Tra vertenze riaperte e inchieste giudiziarie, il Paese deve interrogarsi
Dopo la pausa estiva, puntuale come l’equinozio ritorna la polemica sugli scioperi. Da metà luglio fino a tutto agosto, infatti, le franchigie bloccano di fatto ogni forma di astensione collettiva. È naturale che a settembre le vertenze si riversino sul tavolo, dando l’impressione di un “autunno caldo” costruito a tavolino. In realtà non c’è alcuna strategia occulta: i problemi erano solo congelati. E chi oggi alza il dito contro il diritto di sciopero, sa bene che è proprio questa compressione temporale a produrre l’effetto accumulo.
Lo si vede chiaramente nel settore aeroportuale. FAST-Confsal ha proclamato lo sciopero dei gestori dopo il fallimento del tentativo di conciliazione in Prefettura a fine luglio. Un verbale che parla da sé: l’azienda si è rifiutata di riconoscere un sindacato che rappresenta una parte crescente dei lavoratori, blindando il confronto nelle mani delle quattro sigle storiche. Così la democrazia sindacale, quella vera, non si misura nei comunicati stampa ma nei fatti concreti: la possibilità di eleggere rappresentanti, di discutere i contratti, di votare. In Aeroporti di Roma, invece, le RSU non si eleggono e la rappresentanza resta un affare interno ai sindacati riconosciuti dalla società. È questo il cuore dello sciopero: non solo salari erosi dall’inflazione ma, soprattutto, la richiesta di ascoltare tutti coloro che hanno qualcosa da dire e che rappresentano malumori e temi concreti dei lavoratori.

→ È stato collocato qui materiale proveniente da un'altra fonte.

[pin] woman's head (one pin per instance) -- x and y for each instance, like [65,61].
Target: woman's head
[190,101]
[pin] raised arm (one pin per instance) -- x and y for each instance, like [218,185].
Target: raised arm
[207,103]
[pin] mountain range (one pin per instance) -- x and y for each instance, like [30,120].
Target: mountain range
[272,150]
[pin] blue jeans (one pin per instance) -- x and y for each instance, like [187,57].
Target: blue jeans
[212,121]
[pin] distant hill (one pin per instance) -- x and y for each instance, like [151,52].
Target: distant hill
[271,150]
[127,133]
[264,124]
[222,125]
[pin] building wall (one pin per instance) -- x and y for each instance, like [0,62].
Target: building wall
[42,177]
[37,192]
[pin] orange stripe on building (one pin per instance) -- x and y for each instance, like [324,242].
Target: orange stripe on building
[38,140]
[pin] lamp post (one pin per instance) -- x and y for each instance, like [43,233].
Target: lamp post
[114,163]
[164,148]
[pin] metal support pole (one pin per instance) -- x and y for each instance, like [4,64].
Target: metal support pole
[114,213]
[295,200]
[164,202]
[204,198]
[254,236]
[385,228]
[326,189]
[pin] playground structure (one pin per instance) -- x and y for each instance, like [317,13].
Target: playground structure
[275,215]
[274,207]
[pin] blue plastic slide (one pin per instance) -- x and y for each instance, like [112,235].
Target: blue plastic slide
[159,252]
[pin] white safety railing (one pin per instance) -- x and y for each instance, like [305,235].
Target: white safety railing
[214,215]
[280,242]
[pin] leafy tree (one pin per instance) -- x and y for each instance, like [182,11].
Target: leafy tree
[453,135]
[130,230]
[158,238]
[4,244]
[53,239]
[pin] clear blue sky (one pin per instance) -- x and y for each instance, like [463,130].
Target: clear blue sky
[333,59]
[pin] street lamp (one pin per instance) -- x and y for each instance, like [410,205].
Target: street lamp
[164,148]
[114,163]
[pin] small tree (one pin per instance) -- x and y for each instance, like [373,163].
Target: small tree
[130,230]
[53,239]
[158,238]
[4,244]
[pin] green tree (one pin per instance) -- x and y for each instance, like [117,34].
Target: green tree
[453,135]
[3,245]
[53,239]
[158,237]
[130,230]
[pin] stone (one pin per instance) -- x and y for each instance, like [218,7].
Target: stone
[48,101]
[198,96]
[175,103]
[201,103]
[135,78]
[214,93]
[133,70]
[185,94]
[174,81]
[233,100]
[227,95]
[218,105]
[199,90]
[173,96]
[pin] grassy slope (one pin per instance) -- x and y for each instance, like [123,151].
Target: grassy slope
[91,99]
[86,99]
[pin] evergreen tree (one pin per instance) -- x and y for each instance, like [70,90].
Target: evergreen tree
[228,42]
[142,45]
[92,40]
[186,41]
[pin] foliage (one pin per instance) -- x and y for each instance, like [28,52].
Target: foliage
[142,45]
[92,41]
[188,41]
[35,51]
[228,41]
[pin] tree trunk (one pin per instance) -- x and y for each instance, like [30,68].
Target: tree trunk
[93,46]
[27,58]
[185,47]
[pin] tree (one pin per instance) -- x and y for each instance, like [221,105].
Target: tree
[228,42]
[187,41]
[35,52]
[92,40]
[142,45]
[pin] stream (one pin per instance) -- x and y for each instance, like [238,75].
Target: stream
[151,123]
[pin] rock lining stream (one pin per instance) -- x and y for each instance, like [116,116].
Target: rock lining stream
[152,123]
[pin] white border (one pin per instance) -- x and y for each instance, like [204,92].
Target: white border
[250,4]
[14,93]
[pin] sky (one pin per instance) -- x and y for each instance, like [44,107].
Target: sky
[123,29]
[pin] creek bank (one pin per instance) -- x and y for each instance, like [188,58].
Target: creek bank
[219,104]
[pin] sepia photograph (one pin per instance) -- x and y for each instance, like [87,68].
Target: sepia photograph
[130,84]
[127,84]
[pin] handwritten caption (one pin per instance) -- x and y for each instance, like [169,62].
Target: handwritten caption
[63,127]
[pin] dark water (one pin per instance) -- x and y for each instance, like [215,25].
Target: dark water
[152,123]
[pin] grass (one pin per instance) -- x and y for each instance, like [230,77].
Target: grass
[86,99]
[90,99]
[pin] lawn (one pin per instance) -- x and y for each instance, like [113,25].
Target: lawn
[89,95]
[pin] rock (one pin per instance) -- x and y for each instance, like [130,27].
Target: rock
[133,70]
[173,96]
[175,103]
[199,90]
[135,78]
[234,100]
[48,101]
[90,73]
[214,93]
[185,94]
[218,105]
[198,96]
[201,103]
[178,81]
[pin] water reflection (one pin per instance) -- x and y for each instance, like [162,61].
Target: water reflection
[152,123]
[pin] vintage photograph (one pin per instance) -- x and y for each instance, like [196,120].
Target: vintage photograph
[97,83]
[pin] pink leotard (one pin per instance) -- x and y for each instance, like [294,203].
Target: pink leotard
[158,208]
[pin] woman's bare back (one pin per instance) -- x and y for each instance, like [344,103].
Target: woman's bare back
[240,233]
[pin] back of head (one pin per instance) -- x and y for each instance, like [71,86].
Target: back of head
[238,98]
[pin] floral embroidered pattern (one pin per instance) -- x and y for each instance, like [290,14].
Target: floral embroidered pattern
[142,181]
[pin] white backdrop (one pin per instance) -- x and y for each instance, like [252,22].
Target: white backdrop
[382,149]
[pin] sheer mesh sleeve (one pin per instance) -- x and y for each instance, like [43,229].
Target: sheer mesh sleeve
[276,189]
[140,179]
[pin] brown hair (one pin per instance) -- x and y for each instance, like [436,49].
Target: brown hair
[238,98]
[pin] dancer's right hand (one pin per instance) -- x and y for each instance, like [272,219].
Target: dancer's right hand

In un Paese che si proclama moderno, stupisce che un contratto sia rinnovato con aumenti diluiti nel tempo, senza affrontare il buco lasciato da anni di vacanza contrattuale e che a decidere siano sempre gli stessi, senza ascoltare davvero i lavoratori. È naturale, dunque, che la tensione sociale esploda quando la parola “partecipazione” diventa sinonimo di ratifica obbligata.
E poi c’è Brandizzo. L’inchiesta della magistratura ha rivelato come la tragedia non sia nata da un errore isolato ma da una gestione quotidiana fuori dalle regole scritte. Se è così, sarebbe interessante capire cosa emergerà dall’indagine interna di RFI. Perché gli audit di sicurezza, che dovrebbero prevenire queste deviazioni, non hanno segnalato la “non conformità”? La domanda resta sospesa e riguarda l’intero sistema: a cosa servono le regole, se poi nella pratica si accetta che siano aggirate?
Forse vale per gli scioperi come per la sicurezza: non sono i divieti o i protocolli a garantire davvero la tenuta di un sistema ma la trasparenza con cui si applicano.